The British economy shrunk by 0.6% in the third quarter of this year.
The Office of National Statistics previously estimated that Gross Domestic Product (GDP) – the official measure of economic growth – contracted by 0.5% during the period.
But falling manufacturing output has led the ONS to revise this forecast, meaning the economic downturn is worse than previously thought.
Two consecutive quarters of negative economic growth are generally used to indicate a recession.
Jonathan Loynes, chief European economist at Capital Economics, says: "With GDP shaping up to fall by as much as 1% or more in quarter four – providing a very weak platform for next year - we now expect the economy to contract by around 2.5% in 2009."
Meanwhile, figures from the British Bankers’ Association show mortgage lending fell sharply in November, with just £2.9 billion home loans approved during the month. In contrast, lending was £3.3 billion in October and the previous six-month average was £3.5 billion.
At the same time, the amount of money deposited rose by £3.9 billion – up 4.2% on the year.
David Dooks, statistics director at the BBA, says the sharp fall in borrowing is a perverse reaction to lower Bank of England interest rates.
“The 1.5% November reduction in base rate caused lenders to re-assess product ranges and borrowers to reconsider future borrowing costs, so consequently there was another drop in market activity,” he explains.

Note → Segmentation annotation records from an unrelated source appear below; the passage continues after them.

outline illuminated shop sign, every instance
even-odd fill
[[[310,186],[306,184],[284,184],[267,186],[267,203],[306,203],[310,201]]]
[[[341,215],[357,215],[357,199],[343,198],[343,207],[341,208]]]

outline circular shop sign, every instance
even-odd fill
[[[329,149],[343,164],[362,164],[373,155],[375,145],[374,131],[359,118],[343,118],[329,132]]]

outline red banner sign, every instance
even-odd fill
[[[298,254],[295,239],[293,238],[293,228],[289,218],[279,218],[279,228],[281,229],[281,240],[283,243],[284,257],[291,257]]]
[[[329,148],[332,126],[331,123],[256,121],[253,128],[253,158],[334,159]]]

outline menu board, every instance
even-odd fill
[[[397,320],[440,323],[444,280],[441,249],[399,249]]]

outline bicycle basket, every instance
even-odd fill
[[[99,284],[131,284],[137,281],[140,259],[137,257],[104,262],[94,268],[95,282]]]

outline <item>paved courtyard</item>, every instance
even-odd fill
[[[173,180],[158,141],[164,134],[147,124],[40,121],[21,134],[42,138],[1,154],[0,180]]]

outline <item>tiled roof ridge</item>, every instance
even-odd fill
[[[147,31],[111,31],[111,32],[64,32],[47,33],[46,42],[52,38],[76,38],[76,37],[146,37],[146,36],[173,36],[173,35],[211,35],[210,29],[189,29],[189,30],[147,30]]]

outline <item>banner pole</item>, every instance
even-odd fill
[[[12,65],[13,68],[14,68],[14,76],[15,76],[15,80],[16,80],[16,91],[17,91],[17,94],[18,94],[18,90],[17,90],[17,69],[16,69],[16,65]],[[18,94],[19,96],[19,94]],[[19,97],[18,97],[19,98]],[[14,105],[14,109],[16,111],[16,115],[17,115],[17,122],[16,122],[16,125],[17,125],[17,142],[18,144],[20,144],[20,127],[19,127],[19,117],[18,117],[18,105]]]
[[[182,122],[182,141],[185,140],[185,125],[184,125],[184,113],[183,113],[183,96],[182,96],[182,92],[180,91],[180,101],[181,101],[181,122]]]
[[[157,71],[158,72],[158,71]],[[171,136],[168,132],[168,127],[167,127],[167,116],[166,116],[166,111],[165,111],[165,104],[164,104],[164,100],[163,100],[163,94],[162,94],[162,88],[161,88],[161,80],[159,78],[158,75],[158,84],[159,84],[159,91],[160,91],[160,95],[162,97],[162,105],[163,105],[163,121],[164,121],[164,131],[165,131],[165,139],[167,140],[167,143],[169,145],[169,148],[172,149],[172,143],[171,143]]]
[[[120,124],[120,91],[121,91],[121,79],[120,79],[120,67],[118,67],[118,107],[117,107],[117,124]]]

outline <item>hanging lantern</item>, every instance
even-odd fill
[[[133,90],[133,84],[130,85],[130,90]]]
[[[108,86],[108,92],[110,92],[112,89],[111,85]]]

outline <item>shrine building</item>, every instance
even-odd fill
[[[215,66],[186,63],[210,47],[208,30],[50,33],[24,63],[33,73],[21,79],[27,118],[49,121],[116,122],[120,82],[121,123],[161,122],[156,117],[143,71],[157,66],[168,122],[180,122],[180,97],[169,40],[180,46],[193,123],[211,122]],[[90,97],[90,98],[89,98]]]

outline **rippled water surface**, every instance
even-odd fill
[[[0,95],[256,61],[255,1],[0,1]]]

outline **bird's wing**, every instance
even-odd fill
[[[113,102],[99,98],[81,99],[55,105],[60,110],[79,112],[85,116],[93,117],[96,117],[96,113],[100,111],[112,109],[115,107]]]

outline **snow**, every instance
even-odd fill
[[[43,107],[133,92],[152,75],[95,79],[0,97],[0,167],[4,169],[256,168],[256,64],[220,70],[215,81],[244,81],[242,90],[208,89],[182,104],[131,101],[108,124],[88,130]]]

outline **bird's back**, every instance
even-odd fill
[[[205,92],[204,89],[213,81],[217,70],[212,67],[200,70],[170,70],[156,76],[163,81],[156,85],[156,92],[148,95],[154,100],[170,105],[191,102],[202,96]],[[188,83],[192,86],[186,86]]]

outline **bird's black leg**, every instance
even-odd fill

“Volumes of mortgage approvals reached new lows and, with house prices still falling, the encouragement of lower costs had not filtered through by the month-end, largely because people remain concerned about the impacts of the rapidly slowing economy on their personal finances.”
Dooks attributes the increase in saving deposits to the collapse of the Icelandic banks, with people moving their nest eggs into high street banks. The ONS also reports a slight rise in household savings, and this trend is expected to pick up pace next year as falling house prices and rising unemployment stop people spending.